There is a cool feature in macOS that most users love to turn to whenever possible. Introduced with OS X 10.5 Leopard, Quick Look allows users to preview a file without the need to open it in an application. By selecting any given file and then pressing the space bar, users will see a preview of the content. Quick Look can be used to view photos, files, or a folder without having to open them, for items in seen in Finder, or with email and messages. There is a problem, though: each time it is used it leaks sensitive data, even if the content is encrypted, according to security experts.
How Quick Look Leaks Your Data
Every time a user presses the Space bar to preview a file, it caches the content and adds it to a thumbnail database. These miniatures of the original file and their original path are stored in the /var/folders/…/C/com.apple.QuickLook.thumbnailcache/ directory as security experts Wojciech Reguła and Patrick Wardle discovered.
These security experts have tested the security flaw on the latest available version of macOS and demonstrated that it affects both regular and encrypted APFS containers. As it turns out, this Quick Look cache issue was widely known, especially in forensics circles, because it reveals enough data to determine the contents of the previewed documents, especially in the case of images.
Another interesting discovery was that macOS leaks data by caching the content of removable drives, too. In a post on a well-known forum, a user asked whether USB drives left any trace on iMac running macOS Sierra. The answer was surprising: by opening a folder on the external drive, macOS creates thumbnails of its contents “depending on the file type and the installed QuickLook plugins”.
How to Address This Data Leak
You may already know that when it comes to caches we recommend using a Mac optimization app to remove them. However, these apps are helpless when it comes to the Quick Look cache, even for the most powerful ones such as CleanMyMac and OnyX.

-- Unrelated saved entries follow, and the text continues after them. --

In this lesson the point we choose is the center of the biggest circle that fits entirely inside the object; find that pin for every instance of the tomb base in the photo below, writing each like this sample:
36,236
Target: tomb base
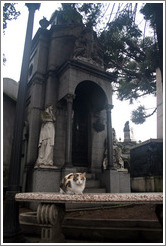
45,179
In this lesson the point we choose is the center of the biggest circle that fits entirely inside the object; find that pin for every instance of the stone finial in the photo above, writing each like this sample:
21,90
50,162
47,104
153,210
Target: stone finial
44,23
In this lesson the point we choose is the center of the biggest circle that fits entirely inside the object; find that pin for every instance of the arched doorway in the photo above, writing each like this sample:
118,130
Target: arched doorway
89,99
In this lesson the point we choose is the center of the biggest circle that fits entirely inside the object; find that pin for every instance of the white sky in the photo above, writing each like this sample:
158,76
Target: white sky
13,44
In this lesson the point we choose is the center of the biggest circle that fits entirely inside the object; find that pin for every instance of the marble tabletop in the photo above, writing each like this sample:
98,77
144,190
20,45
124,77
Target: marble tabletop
108,198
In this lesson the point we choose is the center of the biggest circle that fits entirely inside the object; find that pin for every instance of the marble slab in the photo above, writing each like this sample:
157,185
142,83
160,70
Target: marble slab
108,198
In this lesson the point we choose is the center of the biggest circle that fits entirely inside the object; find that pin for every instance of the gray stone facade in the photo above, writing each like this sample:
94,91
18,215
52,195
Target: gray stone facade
10,90
67,70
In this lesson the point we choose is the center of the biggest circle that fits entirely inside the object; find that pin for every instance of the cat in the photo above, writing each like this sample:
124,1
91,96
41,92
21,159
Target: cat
73,183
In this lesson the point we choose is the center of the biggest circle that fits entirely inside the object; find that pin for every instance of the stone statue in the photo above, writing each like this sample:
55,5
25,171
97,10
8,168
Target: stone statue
46,139
87,48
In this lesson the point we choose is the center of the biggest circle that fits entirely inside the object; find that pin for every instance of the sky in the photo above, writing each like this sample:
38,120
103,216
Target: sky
13,45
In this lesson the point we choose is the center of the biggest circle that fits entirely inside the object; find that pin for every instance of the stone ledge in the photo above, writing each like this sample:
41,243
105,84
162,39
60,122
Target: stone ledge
108,198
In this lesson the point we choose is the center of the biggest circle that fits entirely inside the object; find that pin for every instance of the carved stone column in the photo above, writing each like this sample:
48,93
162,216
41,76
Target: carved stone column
51,216
68,159
109,137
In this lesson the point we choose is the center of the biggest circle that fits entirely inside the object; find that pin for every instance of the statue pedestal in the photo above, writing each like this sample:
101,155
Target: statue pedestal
116,181
45,179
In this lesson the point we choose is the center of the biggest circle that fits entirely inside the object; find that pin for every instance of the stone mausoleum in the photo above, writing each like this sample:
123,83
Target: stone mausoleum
67,71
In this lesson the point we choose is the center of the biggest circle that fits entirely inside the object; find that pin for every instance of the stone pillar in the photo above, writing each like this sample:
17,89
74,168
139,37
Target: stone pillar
109,137
50,217
68,158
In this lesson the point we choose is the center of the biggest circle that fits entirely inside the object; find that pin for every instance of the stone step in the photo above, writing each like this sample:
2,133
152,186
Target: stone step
95,190
115,231
92,183
118,223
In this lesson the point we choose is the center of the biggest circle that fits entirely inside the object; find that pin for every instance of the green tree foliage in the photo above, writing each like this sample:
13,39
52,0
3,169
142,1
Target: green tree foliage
153,12
9,13
131,58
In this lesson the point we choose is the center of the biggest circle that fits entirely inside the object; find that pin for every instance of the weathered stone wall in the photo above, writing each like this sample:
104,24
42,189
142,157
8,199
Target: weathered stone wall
10,90
146,166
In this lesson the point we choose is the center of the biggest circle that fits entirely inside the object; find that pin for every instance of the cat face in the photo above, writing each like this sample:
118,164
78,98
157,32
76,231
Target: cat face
73,183
79,178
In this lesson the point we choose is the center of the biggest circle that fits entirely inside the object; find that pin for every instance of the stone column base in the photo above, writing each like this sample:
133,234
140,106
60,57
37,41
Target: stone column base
51,216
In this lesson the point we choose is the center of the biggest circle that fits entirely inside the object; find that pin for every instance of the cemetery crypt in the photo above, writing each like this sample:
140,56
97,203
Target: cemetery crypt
68,109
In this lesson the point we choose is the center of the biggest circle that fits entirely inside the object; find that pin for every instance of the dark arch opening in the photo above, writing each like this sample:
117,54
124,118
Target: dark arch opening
89,98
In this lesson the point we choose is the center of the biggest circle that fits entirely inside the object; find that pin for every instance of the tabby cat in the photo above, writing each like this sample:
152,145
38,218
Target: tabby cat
73,183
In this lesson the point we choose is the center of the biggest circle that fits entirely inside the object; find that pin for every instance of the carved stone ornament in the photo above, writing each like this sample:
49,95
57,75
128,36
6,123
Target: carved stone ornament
98,126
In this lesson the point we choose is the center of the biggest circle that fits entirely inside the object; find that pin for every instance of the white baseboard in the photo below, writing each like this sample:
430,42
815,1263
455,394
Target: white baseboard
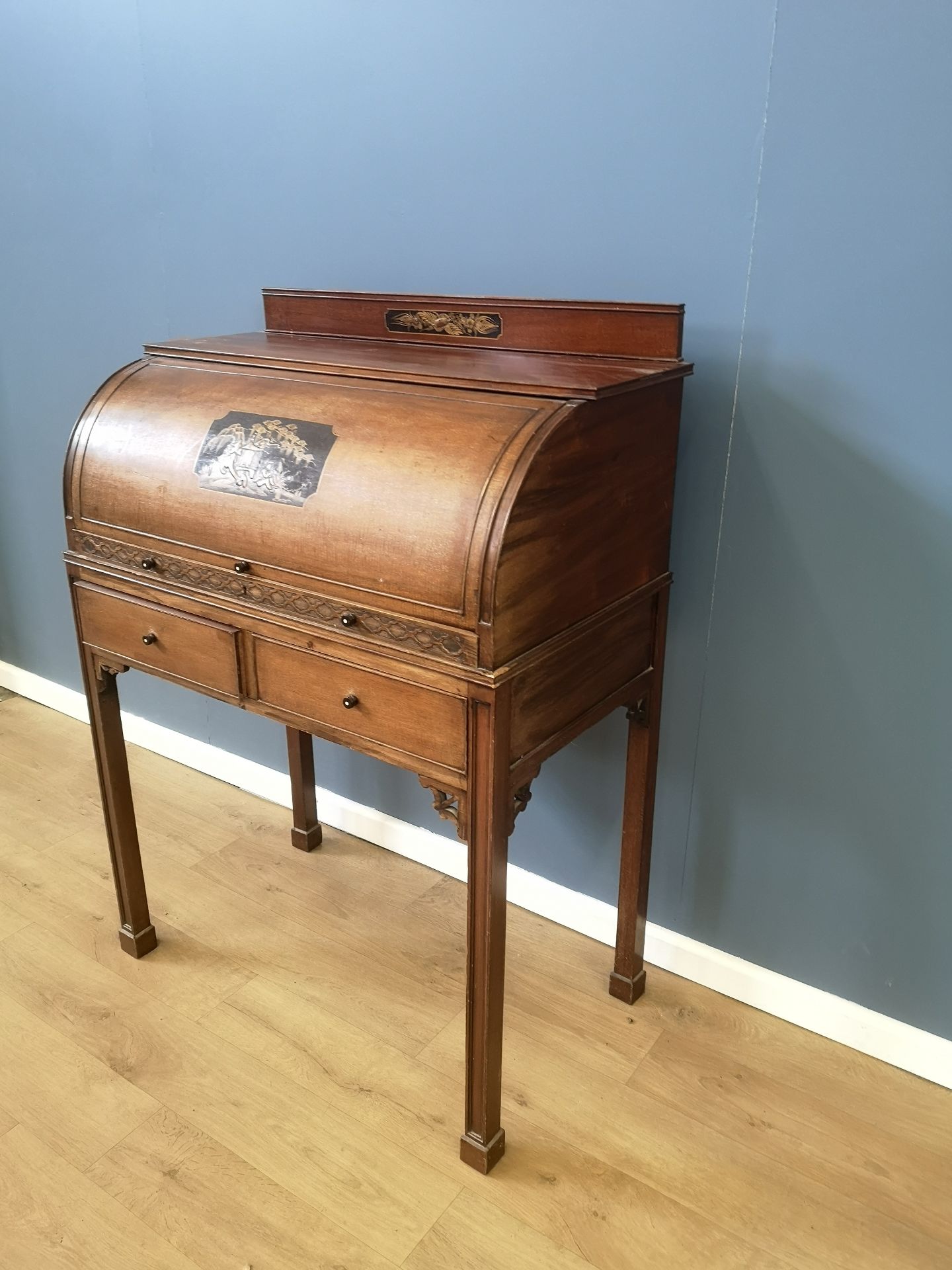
844,1021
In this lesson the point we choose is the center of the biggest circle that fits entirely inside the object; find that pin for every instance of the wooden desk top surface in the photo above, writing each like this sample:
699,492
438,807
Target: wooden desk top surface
500,370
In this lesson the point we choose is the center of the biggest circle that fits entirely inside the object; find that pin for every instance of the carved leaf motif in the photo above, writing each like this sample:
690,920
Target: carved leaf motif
430,320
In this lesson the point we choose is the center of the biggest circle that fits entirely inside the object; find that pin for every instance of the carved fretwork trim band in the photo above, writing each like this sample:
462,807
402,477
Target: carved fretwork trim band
296,603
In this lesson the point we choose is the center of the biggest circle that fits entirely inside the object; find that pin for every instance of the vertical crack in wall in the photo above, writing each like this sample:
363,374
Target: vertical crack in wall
728,456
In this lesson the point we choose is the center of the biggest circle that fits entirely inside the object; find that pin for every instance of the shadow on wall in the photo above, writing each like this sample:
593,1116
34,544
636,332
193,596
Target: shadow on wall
823,802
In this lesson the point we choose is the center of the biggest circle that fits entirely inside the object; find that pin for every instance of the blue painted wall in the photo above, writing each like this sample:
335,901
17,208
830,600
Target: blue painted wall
776,167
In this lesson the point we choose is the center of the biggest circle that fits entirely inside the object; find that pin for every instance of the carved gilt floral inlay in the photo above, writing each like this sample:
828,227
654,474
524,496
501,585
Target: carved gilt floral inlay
432,321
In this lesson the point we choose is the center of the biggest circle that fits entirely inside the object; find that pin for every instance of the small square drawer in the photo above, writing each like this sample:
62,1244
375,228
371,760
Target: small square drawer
394,713
190,648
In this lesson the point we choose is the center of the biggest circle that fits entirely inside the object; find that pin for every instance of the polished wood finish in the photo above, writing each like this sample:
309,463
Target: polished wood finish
571,327
278,1085
412,720
136,931
489,798
306,829
627,978
200,653
432,529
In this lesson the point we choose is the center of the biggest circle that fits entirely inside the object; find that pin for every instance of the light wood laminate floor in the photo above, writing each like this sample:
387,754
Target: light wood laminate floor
280,1083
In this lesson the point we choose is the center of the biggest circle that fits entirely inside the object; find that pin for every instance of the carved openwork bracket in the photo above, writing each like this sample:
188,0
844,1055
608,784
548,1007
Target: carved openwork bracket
450,806
104,668
639,713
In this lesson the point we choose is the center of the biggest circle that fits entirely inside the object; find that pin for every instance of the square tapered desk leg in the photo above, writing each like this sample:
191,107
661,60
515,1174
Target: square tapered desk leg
489,821
627,980
136,931
306,832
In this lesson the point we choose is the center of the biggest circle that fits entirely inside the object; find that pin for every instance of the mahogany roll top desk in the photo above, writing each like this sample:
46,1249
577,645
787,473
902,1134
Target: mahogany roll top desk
432,529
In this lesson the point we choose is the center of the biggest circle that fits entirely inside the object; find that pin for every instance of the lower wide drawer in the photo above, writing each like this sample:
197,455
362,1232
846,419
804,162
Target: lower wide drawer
401,715
188,648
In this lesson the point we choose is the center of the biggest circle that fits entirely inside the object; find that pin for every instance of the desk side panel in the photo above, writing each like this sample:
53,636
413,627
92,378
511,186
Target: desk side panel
590,523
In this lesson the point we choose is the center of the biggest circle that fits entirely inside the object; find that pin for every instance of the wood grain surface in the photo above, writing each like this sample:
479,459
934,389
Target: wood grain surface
251,1094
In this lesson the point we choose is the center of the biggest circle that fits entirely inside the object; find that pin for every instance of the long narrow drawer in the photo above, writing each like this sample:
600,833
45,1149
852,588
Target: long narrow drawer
405,716
190,648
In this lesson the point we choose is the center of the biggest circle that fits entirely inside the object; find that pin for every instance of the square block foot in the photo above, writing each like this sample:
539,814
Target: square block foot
306,840
138,945
627,990
483,1156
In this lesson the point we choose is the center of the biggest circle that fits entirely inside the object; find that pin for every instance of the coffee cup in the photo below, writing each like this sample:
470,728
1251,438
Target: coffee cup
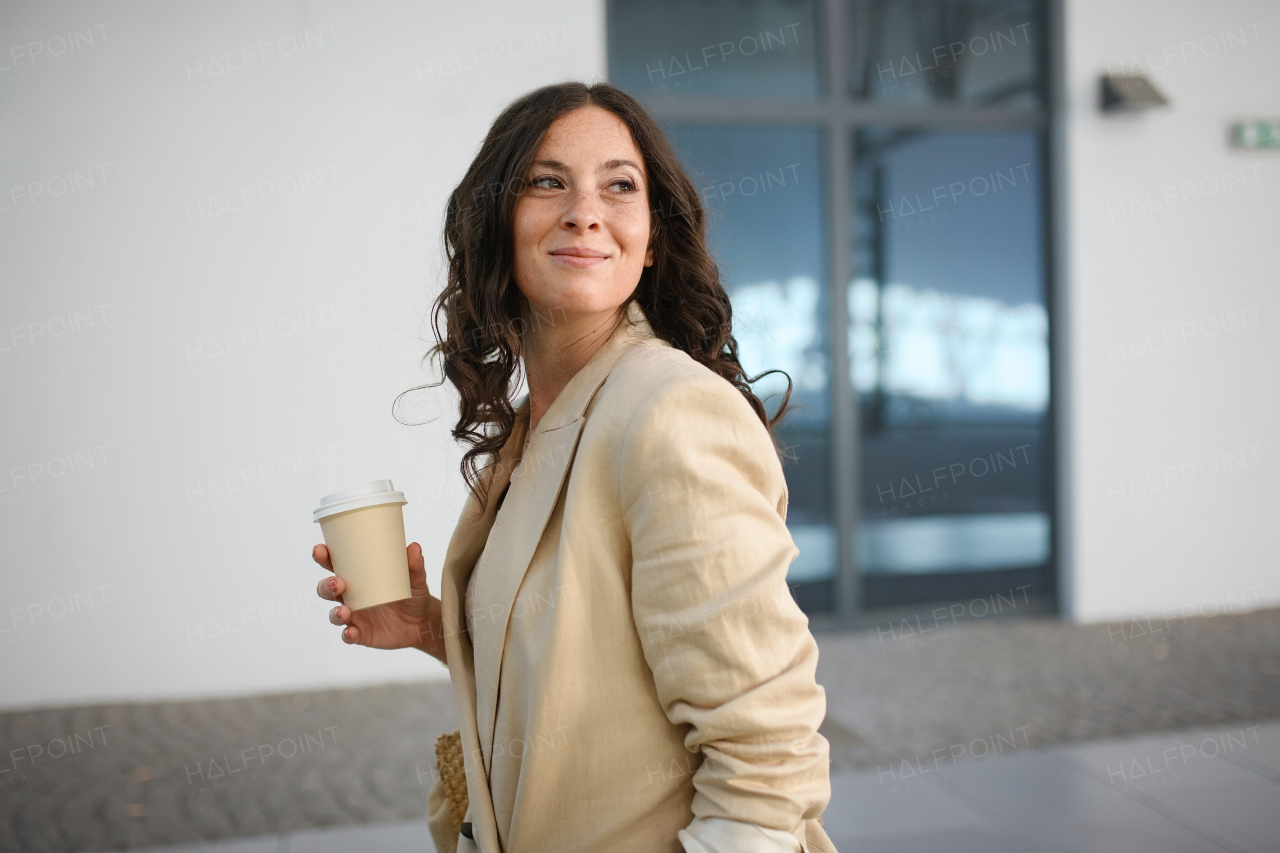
364,529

This leaves only one option: manually removing this cache and stopping macOS from leaking your data, even if you do think that you have nothing to hide. To fully remove the Quick Look cache, follow the steps below:
- Open Terminal.
- Copy and paste the following command:
qlmanage -r cache
macOS will remove the Quick Look cache files without the need for a reboot. Now you can use Quick Look as many times as you want and then, at the end of your session, just run the Terminal command and your data will remain protected from prying eyes.